扉を開けて入ってきたミリアベル達の姿に驚いたような表情を見せたランドロフは、「何だ、早かったな」と声を掛ける。
「いえ、申し訳ございませんがランドロフ殿下──殿下のご判断が必要な事態に陥っております」
「私の判断が……?」
ノルトの言葉に、ランドロフが訝しげに表情を変化させるとノルトは魔法騎士団で拘束している臨時団員達の現状を説明した。
「──お話した通り、信者達の異常性を考えるとうちの魔道士団で身柄を預かった方が宜しいかと……それに、信者達から教会や甦りの禁術について何か分かる可能性もあります」
ノルトの説明を黙って聞いていたランドロフは、最後の言葉を聞くと、「なるほどな」と言葉を零す。
「父上が犯した罪の証拠となるし、上手くいけば教会が介入した証拠も見つかるかもしれない……私が継承権を得る為の近道にもなる……」
「ええ。

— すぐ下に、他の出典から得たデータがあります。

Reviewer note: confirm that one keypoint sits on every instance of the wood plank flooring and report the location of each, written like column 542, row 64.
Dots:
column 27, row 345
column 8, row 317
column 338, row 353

一つ一つ解決して行かねばいけませんが、今回の異常性は必ず行った者へ罪を償わせる事が出来るほどの所業でした……人を壊す行為等、許される事ではない」
「分かった。此度の件は私が預かろう」
ノルトの言葉に、ランドロフは頷くと室内の張り詰めて居た空気が緩む。
そして、ノルトと話していたランドロフは徐にミリアベルに視線を向けると申し訳なさそうに表情をくしゃり、と歪めて唇を開く。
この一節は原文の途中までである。